Но если мы действительно задумаемся о смерти, это нас вряд ли удовлетворит. Всегда находится что-то, что отвлекает наше внимание: архитектура могилы, крестьянская наивность, похороны мафиози, абсурдность эпитафии. Но если мы остановимся на самой сути этого вопроса, если взглянем на него – на смерть – в упор, не отводя глаз, то не увидим ничего. Наши ответы, наши реакции на смерть ничем не лучше, чем то, что изобретено и создано другими, для того чтобы наполнить содержанием – достоинством, красотой, коллективным смыслом – реальность, которая находится за гранью нашего понимания. Я спросила Валерию Оттовну, чего бы она хотела, чего она ждет от меня, от моей книги, от любого, с кем я могу связаться, кого я могу знать. Она ответила совершенно в своем духе. Накануне вечером, немного выпив, она прервала коллективное обсуждение трупа Ленина, которое мы вели, и напомнила нам всем, что “искать мести” означает пожертвовать целостностью своих моральных принципов. “Скажи им, что мы хотим сопереживания. Попроси, чтобы попытались понять”, – ответила она.

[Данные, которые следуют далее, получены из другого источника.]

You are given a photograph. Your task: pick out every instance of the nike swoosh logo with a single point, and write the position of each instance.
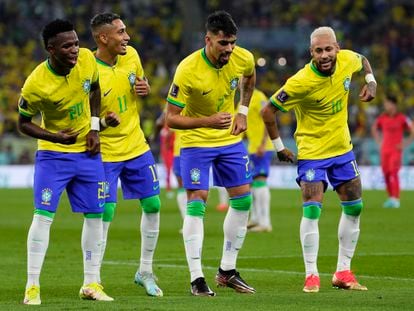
(58, 102)
(107, 92)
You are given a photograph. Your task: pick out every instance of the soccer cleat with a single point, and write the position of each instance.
(32, 296)
(346, 280)
(259, 228)
(312, 284)
(94, 291)
(199, 287)
(147, 280)
(222, 207)
(233, 280)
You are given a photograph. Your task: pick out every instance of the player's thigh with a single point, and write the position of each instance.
(86, 191)
(231, 168)
(195, 166)
(53, 171)
(139, 178)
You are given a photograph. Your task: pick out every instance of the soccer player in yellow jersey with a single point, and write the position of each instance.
(318, 93)
(125, 152)
(260, 150)
(201, 104)
(64, 89)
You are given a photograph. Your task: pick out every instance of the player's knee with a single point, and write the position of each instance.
(92, 215)
(109, 212)
(241, 203)
(196, 208)
(312, 210)
(151, 205)
(352, 208)
(44, 213)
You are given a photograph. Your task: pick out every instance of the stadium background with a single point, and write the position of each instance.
(164, 31)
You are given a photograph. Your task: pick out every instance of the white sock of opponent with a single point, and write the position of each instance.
(91, 248)
(309, 237)
(234, 228)
(193, 234)
(348, 234)
(37, 243)
(150, 224)
(182, 201)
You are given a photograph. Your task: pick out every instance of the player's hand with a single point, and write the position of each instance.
(112, 119)
(368, 92)
(93, 144)
(239, 125)
(66, 136)
(286, 155)
(220, 120)
(142, 87)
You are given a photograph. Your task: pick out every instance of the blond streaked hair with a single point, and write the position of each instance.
(323, 31)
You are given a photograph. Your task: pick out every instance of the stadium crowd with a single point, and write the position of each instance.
(381, 30)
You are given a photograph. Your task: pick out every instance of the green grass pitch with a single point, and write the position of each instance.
(270, 262)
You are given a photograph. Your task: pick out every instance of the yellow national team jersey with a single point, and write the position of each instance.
(256, 130)
(320, 103)
(63, 101)
(126, 141)
(205, 90)
(177, 143)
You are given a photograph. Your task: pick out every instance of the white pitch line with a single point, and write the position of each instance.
(128, 263)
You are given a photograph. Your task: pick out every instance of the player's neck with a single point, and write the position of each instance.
(106, 57)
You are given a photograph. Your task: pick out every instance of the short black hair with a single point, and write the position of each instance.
(103, 19)
(221, 21)
(392, 98)
(55, 27)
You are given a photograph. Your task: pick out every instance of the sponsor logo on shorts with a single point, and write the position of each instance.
(195, 176)
(310, 175)
(46, 196)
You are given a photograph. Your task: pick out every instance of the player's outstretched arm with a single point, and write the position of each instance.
(26, 126)
(369, 90)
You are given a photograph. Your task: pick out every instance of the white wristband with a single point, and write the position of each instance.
(278, 144)
(243, 109)
(103, 122)
(95, 124)
(369, 77)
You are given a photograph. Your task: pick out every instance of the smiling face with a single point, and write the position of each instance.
(324, 49)
(115, 37)
(64, 51)
(219, 47)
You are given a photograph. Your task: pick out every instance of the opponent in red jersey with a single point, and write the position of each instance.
(392, 125)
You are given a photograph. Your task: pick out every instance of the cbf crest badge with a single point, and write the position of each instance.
(347, 83)
(131, 78)
(86, 86)
(46, 196)
(310, 175)
(195, 176)
(234, 83)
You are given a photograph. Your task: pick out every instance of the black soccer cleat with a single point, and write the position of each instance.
(233, 280)
(199, 287)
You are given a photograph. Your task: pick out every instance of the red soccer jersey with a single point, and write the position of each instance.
(392, 128)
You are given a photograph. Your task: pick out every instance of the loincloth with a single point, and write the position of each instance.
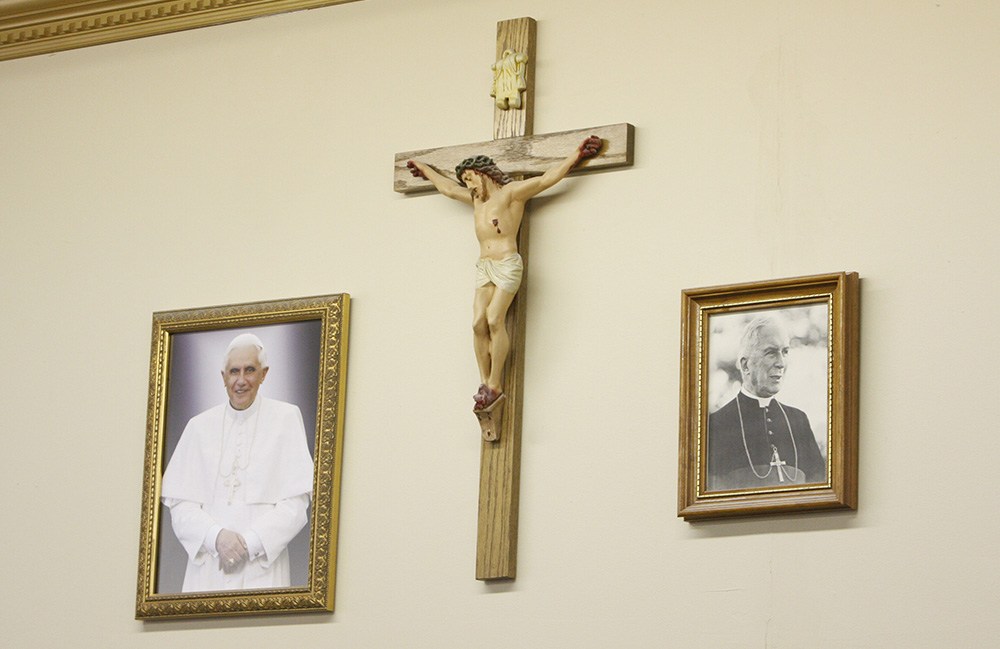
(505, 273)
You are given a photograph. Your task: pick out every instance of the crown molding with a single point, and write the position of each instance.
(30, 27)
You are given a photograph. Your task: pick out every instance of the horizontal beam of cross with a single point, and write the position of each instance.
(529, 155)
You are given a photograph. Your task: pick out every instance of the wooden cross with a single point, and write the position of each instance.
(520, 154)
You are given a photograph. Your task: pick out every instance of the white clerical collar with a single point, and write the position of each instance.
(763, 401)
(240, 415)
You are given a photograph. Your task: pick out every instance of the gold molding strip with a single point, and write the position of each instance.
(31, 27)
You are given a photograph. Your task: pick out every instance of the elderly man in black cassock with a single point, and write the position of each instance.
(755, 441)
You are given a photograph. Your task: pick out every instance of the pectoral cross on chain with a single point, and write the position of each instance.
(777, 463)
(520, 154)
(233, 482)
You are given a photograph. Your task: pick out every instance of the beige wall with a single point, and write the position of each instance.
(253, 161)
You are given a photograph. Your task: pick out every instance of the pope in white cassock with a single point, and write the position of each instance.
(239, 482)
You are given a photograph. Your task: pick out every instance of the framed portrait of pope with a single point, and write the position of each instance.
(769, 397)
(243, 455)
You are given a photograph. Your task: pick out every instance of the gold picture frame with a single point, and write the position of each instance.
(30, 27)
(306, 343)
(747, 352)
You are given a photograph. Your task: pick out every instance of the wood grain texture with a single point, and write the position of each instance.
(500, 461)
(522, 156)
(517, 35)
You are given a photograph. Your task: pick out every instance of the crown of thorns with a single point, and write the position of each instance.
(483, 164)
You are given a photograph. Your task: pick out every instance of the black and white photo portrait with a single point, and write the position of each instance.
(768, 398)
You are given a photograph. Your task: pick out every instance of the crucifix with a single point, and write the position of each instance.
(523, 156)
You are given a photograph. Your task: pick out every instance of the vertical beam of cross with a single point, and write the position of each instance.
(500, 461)
(520, 153)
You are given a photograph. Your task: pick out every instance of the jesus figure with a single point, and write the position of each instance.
(498, 207)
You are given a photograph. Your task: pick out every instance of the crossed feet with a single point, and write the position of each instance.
(485, 398)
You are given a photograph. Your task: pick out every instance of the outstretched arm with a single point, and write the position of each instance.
(446, 186)
(528, 188)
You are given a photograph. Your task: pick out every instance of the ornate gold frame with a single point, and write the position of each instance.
(29, 27)
(841, 292)
(332, 313)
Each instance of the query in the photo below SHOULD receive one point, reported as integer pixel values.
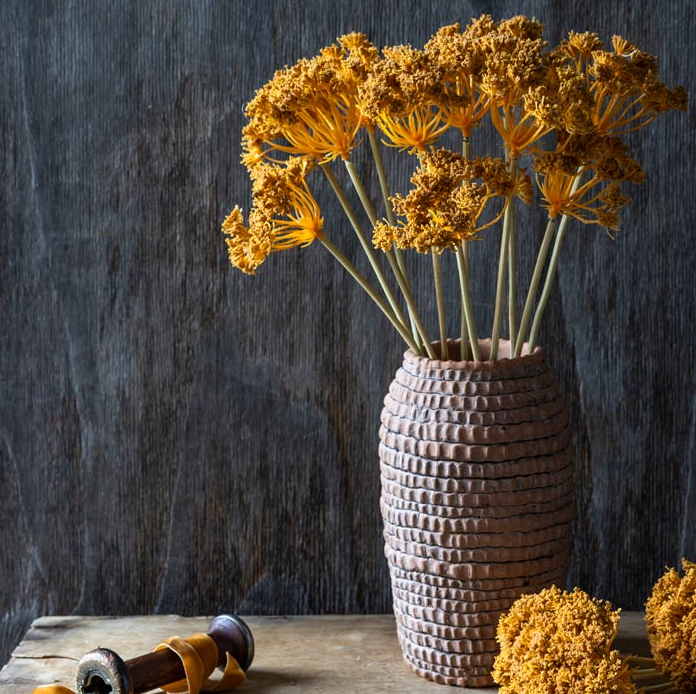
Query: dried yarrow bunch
(670, 615)
(555, 642)
(561, 114)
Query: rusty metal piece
(103, 671)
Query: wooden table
(317, 655)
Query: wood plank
(316, 655)
(166, 421)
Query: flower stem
(413, 310)
(551, 271)
(362, 193)
(534, 284)
(440, 300)
(512, 266)
(548, 283)
(650, 674)
(466, 303)
(639, 660)
(403, 331)
(658, 689)
(370, 210)
(502, 262)
(464, 332)
(367, 248)
(382, 175)
(384, 186)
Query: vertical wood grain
(177, 437)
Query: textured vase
(477, 498)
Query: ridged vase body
(477, 498)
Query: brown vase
(477, 498)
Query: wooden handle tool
(104, 672)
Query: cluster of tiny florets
(670, 615)
(555, 642)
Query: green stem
(502, 263)
(382, 175)
(367, 248)
(548, 283)
(638, 660)
(413, 310)
(384, 186)
(512, 260)
(652, 674)
(466, 147)
(551, 272)
(362, 193)
(534, 284)
(466, 303)
(403, 331)
(658, 689)
(464, 333)
(440, 301)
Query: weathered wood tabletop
(317, 655)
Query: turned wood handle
(104, 672)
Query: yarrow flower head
(670, 615)
(461, 56)
(555, 642)
(449, 197)
(310, 108)
(622, 88)
(594, 199)
(284, 214)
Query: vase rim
(504, 348)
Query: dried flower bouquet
(561, 114)
(560, 642)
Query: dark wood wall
(178, 437)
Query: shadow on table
(271, 680)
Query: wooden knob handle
(104, 672)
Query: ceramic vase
(477, 498)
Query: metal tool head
(102, 672)
(234, 635)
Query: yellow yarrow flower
(560, 642)
(400, 96)
(670, 615)
(284, 215)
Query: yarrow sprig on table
(560, 112)
(553, 642)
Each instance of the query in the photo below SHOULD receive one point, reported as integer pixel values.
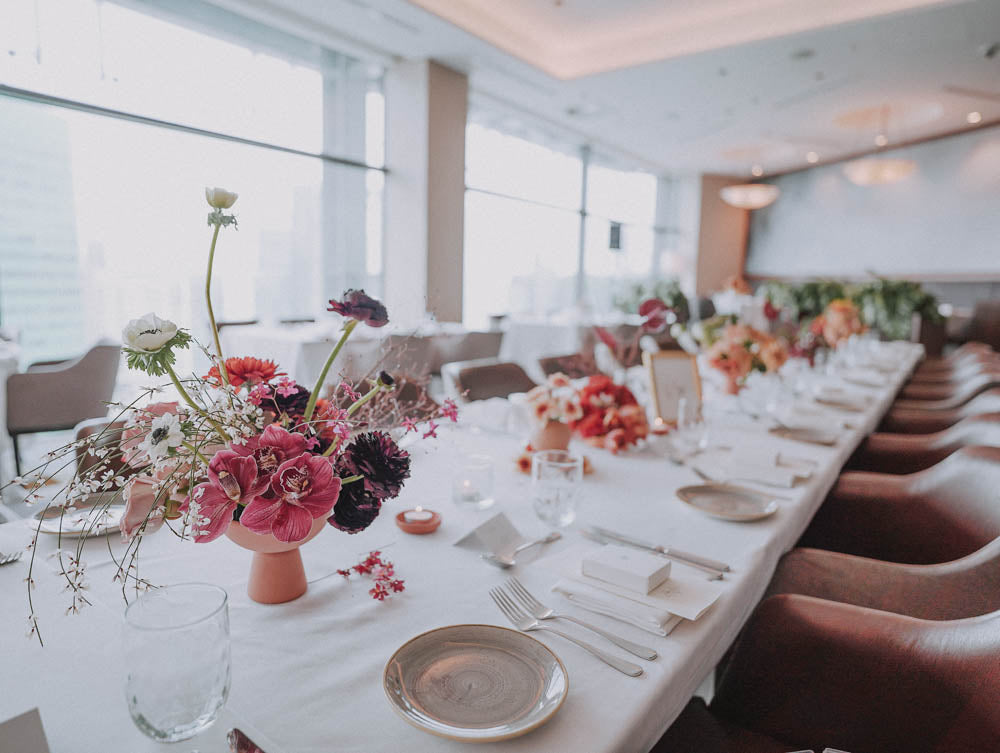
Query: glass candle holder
(176, 642)
(555, 483)
(472, 482)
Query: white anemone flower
(164, 433)
(220, 198)
(148, 334)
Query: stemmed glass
(176, 642)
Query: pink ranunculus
(305, 488)
(232, 480)
(133, 434)
(140, 499)
(271, 448)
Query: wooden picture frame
(673, 374)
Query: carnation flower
(379, 460)
(356, 508)
(247, 370)
(359, 305)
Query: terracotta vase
(276, 572)
(554, 435)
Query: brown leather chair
(958, 397)
(574, 365)
(909, 453)
(809, 673)
(481, 381)
(938, 515)
(965, 587)
(922, 421)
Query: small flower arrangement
(839, 320)
(244, 445)
(555, 400)
(612, 418)
(740, 350)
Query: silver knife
(672, 552)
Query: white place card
(496, 535)
(24, 734)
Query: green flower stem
(208, 301)
(311, 405)
(195, 451)
(193, 404)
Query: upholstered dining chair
(55, 396)
(938, 515)
(810, 673)
(485, 378)
(966, 587)
(958, 395)
(909, 453)
(923, 421)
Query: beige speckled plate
(475, 683)
(727, 502)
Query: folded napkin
(656, 621)
(731, 466)
(684, 595)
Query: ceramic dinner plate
(727, 502)
(475, 683)
(806, 434)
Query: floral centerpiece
(839, 320)
(740, 350)
(612, 417)
(245, 452)
(554, 405)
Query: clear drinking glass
(176, 642)
(472, 482)
(555, 483)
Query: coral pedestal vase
(276, 572)
(554, 435)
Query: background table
(308, 673)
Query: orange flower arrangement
(247, 370)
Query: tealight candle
(418, 520)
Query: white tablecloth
(308, 673)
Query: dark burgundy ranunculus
(356, 508)
(379, 460)
(357, 304)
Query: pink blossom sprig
(381, 571)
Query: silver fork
(523, 621)
(541, 612)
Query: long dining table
(308, 674)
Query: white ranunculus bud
(220, 198)
(148, 334)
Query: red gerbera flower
(246, 370)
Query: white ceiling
(732, 83)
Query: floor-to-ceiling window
(113, 119)
(523, 208)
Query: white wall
(942, 222)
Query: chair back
(483, 379)
(59, 397)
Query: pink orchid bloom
(305, 488)
(232, 480)
(271, 448)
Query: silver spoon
(507, 560)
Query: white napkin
(683, 595)
(656, 621)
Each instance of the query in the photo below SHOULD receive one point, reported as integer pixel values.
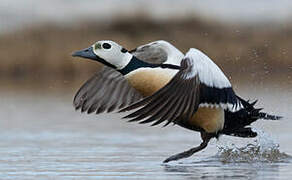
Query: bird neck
(136, 63)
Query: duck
(160, 84)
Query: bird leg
(205, 137)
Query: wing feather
(106, 90)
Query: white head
(108, 53)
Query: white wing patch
(209, 73)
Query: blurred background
(250, 40)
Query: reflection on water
(42, 137)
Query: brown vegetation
(44, 52)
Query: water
(42, 137)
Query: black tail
(254, 113)
(236, 122)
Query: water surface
(42, 137)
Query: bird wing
(107, 90)
(186, 92)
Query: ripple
(263, 149)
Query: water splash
(262, 149)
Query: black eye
(123, 50)
(106, 46)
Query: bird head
(107, 52)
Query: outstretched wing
(107, 91)
(200, 82)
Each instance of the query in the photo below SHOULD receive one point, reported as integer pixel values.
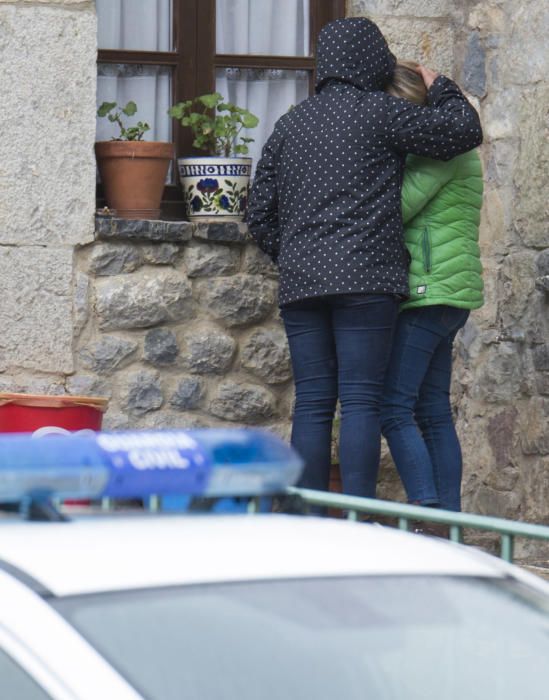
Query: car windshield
(384, 638)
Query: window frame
(194, 61)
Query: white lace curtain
(275, 27)
(144, 25)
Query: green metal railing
(507, 530)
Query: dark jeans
(416, 415)
(340, 347)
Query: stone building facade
(177, 324)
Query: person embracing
(325, 206)
(441, 204)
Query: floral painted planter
(215, 188)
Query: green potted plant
(133, 171)
(215, 186)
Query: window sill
(111, 228)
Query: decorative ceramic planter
(133, 174)
(215, 188)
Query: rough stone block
(142, 300)
(107, 354)
(501, 378)
(541, 358)
(88, 385)
(81, 302)
(256, 262)
(516, 285)
(207, 260)
(222, 232)
(474, 66)
(238, 300)
(113, 228)
(160, 347)
(534, 435)
(143, 392)
(248, 403)
(115, 258)
(188, 395)
(160, 253)
(47, 170)
(209, 352)
(36, 310)
(266, 354)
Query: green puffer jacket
(441, 204)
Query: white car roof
(99, 553)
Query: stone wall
(496, 49)
(182, 327)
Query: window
(257, 54)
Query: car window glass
(385, 638)
(16, 684)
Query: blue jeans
(416, 415)
(340, 346)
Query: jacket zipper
(426, 247)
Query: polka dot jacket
(325, 202)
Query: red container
(26, 413)
(44, 415)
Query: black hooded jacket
(325, 203)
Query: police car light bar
(208, 462)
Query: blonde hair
(407, 83)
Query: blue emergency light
(207, 463)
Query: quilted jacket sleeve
(262, 216)
(423, 179)
(446, 128)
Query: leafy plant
(131, 133)
(216, 127)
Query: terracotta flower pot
(215, 187)
(133, 174)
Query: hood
(354, 51)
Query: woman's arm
(423, 179)
(446, 128)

Уже больше четырех зим снег укрывает могилы Сандармоха. Деревянные опознавательные знаки, вероятно, начали гнить. Скоро деревенские жители начнут пользоваться часовней, и большинство из них и не задумаются о ее изначальном предназначении. Кости останутся лежать в земле непотревоженными. Немногие из тех, кто приехал в Сандармох в октябре 1997 года, смогут когда-либо повторить это путешествие. Но каждый, кто был там в тот день, стал свидетелем. Свидетельствование – задача не из легких, так что я подозреваю, что она никогда не будет выполнена до конца. Это, безусловно, тяжкий груз и ответственность. Но это и привилегия.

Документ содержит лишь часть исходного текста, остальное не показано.